第3回:東北在住の英国人が、教師を辞めて世界的YouTuberになるまでの話
第4回:ザ・ロックや『ブレイキング・バッド』主人公も反応……世界的YouTuberになった僕の“量より質”な成功体験

“日本人の人間性”と“イギリス人の人間性”

 日本は島国として孤立しているからか、独特な文化を持ち、他の国とはまったく違う個性があると感じています。日本語そのものもそうですが、直接的ではなく、遠回しな言い方をするなど、コミュニケーションも特徴的です。

 日本人は、礼儀正しくて内気、言い換えると、他人行儀で従順だと思います。そのせいか、日本に来た当初は友人作りに随分と苦労しました。私自身が内向的な性格で日本語を話せなかったこともあると思いますが、日本人とは打ち解けるまでにとにかく時間がかかりました。しかし、一度打ち解けると日本人はとても親切で、ホスピタリティに溢れているとも感じます。

 また、他人と同じであることを求める人も多いという印象です。
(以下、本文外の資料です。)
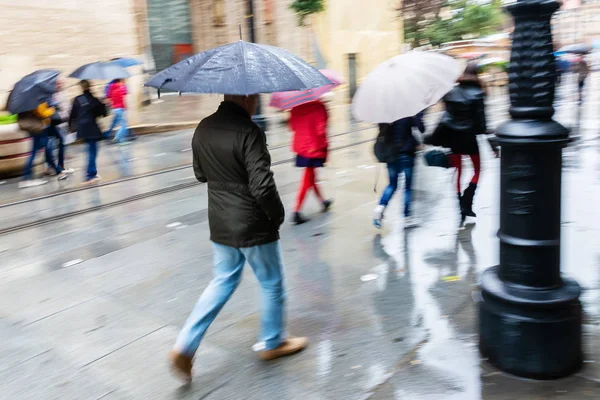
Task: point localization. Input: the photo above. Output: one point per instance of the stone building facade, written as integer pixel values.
(65, 34)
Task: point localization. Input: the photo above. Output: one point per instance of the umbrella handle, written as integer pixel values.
(163, 84)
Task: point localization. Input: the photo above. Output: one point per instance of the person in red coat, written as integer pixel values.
(309, 124)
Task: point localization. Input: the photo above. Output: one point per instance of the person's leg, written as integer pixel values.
(36, 145)
(122, 131)
(409, 163)
(456, 162)
(44, 137)
(228, 266)
(267, 263)
(316, 187)
(469, 194)
(476, 160)
(393, 174)
(305, 184)
(92, 154)
(113, 125)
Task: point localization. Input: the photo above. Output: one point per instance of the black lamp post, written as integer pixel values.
(258, 118)
(529, 316)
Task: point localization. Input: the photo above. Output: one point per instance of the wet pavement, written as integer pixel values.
(91, 304)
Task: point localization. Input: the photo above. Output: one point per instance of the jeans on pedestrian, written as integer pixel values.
(120, 120)
(267, 263)
(405, 163)
(39, 141)
(55, 134)
(92, 154)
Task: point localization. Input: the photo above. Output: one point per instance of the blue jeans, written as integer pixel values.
(267, 263)
(92, 154)
(40, 141)
(404, 163)
(121, 121)
(55, 134)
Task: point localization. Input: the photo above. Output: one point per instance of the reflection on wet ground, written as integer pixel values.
(90, 305)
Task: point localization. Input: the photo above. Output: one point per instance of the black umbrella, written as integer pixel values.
(579, 48)
(240, 68)
(32, 90)
(105, 71)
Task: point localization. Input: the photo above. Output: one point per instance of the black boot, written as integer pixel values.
(463, 217)
(298, 219)
(466, 204)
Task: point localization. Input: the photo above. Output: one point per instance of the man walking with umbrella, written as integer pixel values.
(245, 211)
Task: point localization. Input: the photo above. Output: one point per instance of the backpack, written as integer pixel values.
(385, 149)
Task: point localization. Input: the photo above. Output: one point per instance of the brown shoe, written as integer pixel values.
(181, 365)
(289, 346)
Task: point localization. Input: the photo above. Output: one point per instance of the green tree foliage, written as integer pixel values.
(456, 20)
(304, 8)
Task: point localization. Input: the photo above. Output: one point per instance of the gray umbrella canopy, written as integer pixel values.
(105, 71)
(32, 90)
(579, 48)
(240, 68)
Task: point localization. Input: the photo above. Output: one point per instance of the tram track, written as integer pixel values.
(138, 176)
(137, 197)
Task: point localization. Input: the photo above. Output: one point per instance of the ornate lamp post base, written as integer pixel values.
(529, 316)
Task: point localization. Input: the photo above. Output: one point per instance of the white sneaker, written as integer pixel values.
(378, 216)
(31, 183)
(410, 222)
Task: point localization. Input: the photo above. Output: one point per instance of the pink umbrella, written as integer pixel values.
(289, 100)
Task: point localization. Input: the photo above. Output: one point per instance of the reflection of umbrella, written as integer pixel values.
(240, 68)
(579, 48)
(32, 90)
(405, 85)
(126, 62)
(289, 100)
(105, 71)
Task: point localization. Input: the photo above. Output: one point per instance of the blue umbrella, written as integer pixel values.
(32, 90)
(105, 71)
(126, 62)
(240, 68)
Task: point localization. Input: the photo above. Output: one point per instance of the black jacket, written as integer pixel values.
(463, 119)
(86, 109)
(230, 154)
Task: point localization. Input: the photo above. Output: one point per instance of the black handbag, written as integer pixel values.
(437, 158)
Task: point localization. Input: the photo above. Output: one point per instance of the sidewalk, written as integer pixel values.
(90, 306)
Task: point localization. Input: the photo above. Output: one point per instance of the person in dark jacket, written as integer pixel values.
(245, 213)
(462, 121)
(84, 112)
(405, 146)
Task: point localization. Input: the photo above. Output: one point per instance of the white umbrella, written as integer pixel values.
(405, 85)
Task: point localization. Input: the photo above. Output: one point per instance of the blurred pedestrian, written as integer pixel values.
(309, 124)
(116, 94)
(245, 214)
(56, 127)
(583, 70)
(36, 123)
(462, 121)
(400, 158)
(84, 112)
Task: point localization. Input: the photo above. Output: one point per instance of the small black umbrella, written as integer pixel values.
(240, 68)
(32, 90)
(105, 71)
(579, 48)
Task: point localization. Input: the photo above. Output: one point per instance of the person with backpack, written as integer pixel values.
(309, 123)
(396, 146)
(35, 123)
(84, 112)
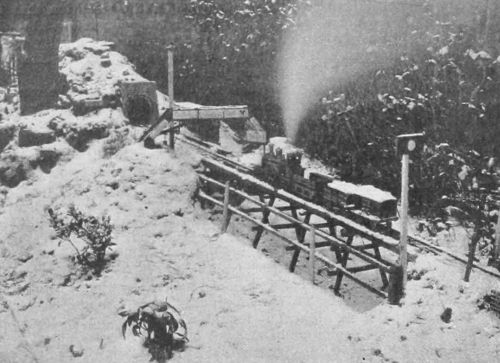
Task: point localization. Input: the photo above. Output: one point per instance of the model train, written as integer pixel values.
(282, 167)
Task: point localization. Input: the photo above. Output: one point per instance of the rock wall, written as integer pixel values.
(119, 21)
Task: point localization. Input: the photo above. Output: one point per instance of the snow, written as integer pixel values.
(239, 304)
(378, 195)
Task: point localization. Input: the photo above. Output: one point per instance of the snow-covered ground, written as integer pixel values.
(240, 304)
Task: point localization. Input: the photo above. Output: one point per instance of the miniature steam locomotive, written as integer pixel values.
(281, 167)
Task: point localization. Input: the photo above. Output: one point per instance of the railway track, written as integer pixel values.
(393, 235)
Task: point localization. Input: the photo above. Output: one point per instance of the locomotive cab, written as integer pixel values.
(294, 160)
それは新型コロナウイルス感染が蔓延しているなかで、みなが協調してマスクをする、というポジティブな行動にもつながっていると思います。しかし一方で、その“おそろい精神”が窮屈に思えることもあるんです。

 例えば、日本では車を選ぶとき、意識的か無意識的かを問わず、目立ちすぎないことを基準にする人が多いように思います。海外では、車は自身の経済力を誇示する側面が日本より強く、メルセデス・ベンツやBMW、RANGE ROVERなど、目立つ車が好まれます。しかし、私の日本の友人であるレストラン経営者は、一時期ベンツに乗っていたものの、注目されたり、冷やかされたりするのが嫌で、最終的には国産の一般乗用車に乗り換えました。目立つことをよしとしない日本人らしい発想で、それは美徳でもありますが、車くらい自分の好きに選んでもいいのに、と思うこともあります。
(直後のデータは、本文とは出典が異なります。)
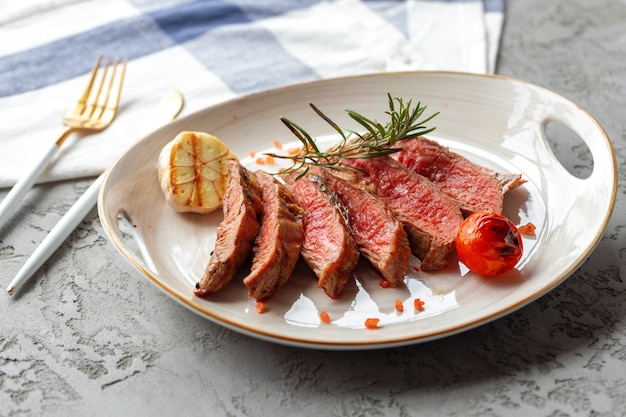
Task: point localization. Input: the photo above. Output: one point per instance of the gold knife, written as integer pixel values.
(168, 108)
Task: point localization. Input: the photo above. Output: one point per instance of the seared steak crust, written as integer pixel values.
(277, 246)
(380, 237)
(475, 187)
(430, 217)
(242, 202)
(328, 247)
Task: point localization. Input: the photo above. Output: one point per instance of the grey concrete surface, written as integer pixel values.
(89, 336)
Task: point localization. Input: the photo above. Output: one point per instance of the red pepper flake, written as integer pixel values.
(293, 151)
(527, 229)
(325, 317)
(418, 304)
(372, 323)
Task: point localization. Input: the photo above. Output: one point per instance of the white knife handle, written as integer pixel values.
(59, 233)
(12, 200)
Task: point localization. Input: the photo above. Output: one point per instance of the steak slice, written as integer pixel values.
(242, 202)
(328, 247)
(276, 248)
(430, 217)
(380, 237)
(475, 187)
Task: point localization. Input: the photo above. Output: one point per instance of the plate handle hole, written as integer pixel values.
(569, 148)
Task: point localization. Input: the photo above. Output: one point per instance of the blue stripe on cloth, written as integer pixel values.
(494, 5)
(131, 38)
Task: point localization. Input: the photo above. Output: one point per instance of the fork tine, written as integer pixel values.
(93, 103)
(118, 93)
(80, 106)
(108, 110)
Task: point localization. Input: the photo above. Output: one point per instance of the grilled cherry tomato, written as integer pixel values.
(488, 244)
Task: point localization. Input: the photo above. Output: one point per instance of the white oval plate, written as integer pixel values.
(495, 121)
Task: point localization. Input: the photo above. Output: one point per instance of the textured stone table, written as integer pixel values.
(90, 336)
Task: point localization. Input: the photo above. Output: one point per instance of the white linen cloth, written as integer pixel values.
(210, 50)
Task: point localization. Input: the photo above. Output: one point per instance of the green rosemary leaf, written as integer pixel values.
(378, 139)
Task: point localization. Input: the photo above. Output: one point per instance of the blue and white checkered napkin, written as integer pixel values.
(211, 50)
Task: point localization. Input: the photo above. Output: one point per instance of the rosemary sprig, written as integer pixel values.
(377, 140)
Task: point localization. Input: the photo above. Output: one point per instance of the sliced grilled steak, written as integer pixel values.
(430, 217)
(476, 188)
(380, 237)
(242, 202)
(328, 247)
(276, 248)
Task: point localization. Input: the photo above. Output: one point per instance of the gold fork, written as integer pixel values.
(94, 111)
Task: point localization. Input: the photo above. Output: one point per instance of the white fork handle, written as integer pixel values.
(59, 233)
(11, 201)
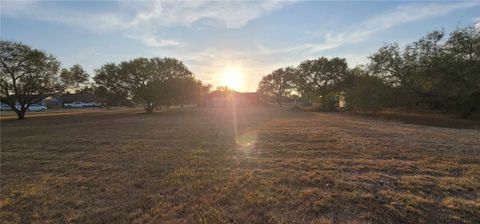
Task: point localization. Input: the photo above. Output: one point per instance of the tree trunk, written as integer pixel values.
(149, 109)
(21, 115)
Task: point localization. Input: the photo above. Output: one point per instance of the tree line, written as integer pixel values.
(30, 75)
(437, 72)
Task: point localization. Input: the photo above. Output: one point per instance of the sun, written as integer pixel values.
(232, 78)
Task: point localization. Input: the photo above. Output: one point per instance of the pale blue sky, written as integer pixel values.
(252, 36)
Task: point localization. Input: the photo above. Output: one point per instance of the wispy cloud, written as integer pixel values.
(231, 14)
(363, 30)
(142, 19)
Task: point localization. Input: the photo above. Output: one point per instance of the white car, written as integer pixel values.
(32, 107)
(5, 107)
(36, 107)
(76, 104)
(92, 104)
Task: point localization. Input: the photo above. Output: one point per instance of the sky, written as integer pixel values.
(217, 39)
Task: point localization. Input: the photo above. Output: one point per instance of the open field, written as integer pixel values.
(269, 165)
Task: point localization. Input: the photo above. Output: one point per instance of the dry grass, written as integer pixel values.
(280, 166)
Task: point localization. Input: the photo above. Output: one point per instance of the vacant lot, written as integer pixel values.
(257, 165)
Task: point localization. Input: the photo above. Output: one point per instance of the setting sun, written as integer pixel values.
(232, 78)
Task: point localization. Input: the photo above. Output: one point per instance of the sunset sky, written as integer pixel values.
(247, 39)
 とはいえ、実は私も日本人的な考え方で、ホンダのフィットという小型乗用車を買いました。本当は運転するのが楽しいBMWのような車を買おうと思っていたのですが、悪目立ちしてしまってはその楽しみは半減し、車を買う意味がなくなってしまう。そもそも、私は海外の成功したYouTuberがわりとそうであるように、豪華な家に住んだり、高価な装飾品を買って自慢するような趣味はなく、むしろ小さなアパートに住み、YouTubeを始めた頃と同じような生活を維持したいと考えているんです。
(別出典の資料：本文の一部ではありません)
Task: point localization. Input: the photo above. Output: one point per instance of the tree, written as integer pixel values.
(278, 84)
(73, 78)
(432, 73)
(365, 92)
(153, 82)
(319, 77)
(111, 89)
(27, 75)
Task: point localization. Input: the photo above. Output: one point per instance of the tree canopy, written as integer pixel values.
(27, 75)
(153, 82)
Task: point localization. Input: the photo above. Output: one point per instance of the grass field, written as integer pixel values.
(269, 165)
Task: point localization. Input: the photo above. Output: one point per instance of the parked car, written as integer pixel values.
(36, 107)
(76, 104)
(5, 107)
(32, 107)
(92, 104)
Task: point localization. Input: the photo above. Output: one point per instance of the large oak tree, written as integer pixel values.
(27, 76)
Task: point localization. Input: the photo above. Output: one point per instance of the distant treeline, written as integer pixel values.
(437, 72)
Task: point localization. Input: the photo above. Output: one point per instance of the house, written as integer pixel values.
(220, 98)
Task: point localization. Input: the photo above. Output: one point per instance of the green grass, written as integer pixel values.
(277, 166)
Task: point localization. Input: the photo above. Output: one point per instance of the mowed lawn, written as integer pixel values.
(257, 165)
 もちろん、「目立ちたくない」という思いが先に立つあまり、自分の意見を飲み込み、ストレスを溜めてしまうようなことはよくないと思いますが、それも一つの文化、考え方です。私は「郷に行っては郷に従え」で、日本にいるときは日本に相応しい立ち居振る舞いをしたいと考えています。だから、日本人の友人と一緒にいるときは、自己主張が少し抑えられています。日本語を話すときは別人格を使っている、という感覚かもしれません。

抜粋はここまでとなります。